Erik N/ Le Danseur. Partie 3. Erik et le Danseur russe.

  1. Notes sur les carnets de Kyra Nijinsky.

Erik Anderson.

 

Le carnet traduit présente des textes d'elle et des textes recopiés ; les dessins sont antérieurs aux écrits et ont une grande valeur. Ce sont des essais de Bakst pour différents ballets encore qu'il existe d'autres dessins dont l'un est sans nul doute de son père. Il est commenté et l'écriture de Nijinsky semble certaine. On la retrouve dans plusieurs cas. Le texte lui, n'a pas de valeur marchande mais pour le film, il est un document important. Kyra procède par notations : son enfance cosmopolite, son père adoré jusqu'à l'obsession, la relation ambivalente qu'elle a eue avec sa mère, sa vie à Paris, à Londres, à Budapest, en Suisse. Sa carrière de danseuse. Et bien sûr, des remarques sur son mariage, son époux, son fils. Il y a aussi toutes sortes de remarques sur la danse, les arts graphiques, la musique. Noter qu'elle est souvent très inquiète sur elle-même. Elle semble soucieuse de raconter sa propre trajectoire de danseuse et on sent bien que ses années d'apprentissage n'ont pas fait d'elle une grande interprète ; peut-être une bonne exécutante. Elle n'est pas stupide et a, très vite, rencontré ses limites.

 

Tenir compte de son extrême intelligence. Quand elle parle de la danse, jamais elle ne se trompe. Elle connaît les bases et la lenteur de l'accomplissement. Elle a rencontré la Grâce en son père et peut en parler. Elle cite des figures. Elle parle de l'aptitude au saut de Nijinsky, de son « ballon ». Elle écrit très bien dans ces moments -là.

 

Tenir compte de ce qu'elle a dû accepter : ce père immense et malade, la légende qui l'a entouré, ce qu'on a pu espérer d'elle et ce qu'elle a pu donner.

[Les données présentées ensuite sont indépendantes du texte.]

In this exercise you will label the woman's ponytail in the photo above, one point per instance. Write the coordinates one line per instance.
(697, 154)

Noter : cosmopolitisme. Elle le copie : il allait d'un pays à un autre et vivait dans des hôtels ou des pensions. Son père ne parlait au début que polonais et russe. Il a appris le français. Romola, son épouse bien née, parlaient plusieurs langues. Kyra passera d’une langue à une autre…

12 mars 2024

Erik N / Le Danseur. Partie 3. Kyra et les écrits d'Erik.

 

Parallèles :

Si j'en reviens à moi, je pense à mon adolescence et au Ballet royal danois. J'ai été très remarqué dès mon entrée et j'ai senti du dépit autour de moi. J’ai côtoyé au début des danseurs qui s'estimaient meilleurs que moi et ne me prenaient pas en considération mais j'ai vu ces mêmes danseurs pâlir. J’avais de très bonnes aptitudes mais ils les avaient aussi. On m’a donné des rôles qui auraient pu leur revenir. On parlait de mon charisme, de ma grâce. J’étais audacieux, aussi. Je me souviens d'un danseur blessé : on venait de lui retirer son rôle pour me le donner. Avoir un don met dans une position difficile. Il vous situe entre adoration et rejet. Il fait de vous un être dont on espère toujours qu'il décevra... J’ai reçu le regard des autres à Copenhague : Pourquoi toi ? Et à Londres, à New York aussi, je le sais, on m'en a voulu. Ceux qui étaient autour de moi dansaient parfaitement ; ils étaient légers et vifs, souples, contrôlés, composés. Mais « j’exploitais une force différente, intangible. C’était au-delà de la pensée, un élan violent et spirituel. » J’ai lu cela sur moi. Je ne l’aurais pas dit ainsi mais c’est vrai.  Je fais naître le bonheur mais aussi la frustration…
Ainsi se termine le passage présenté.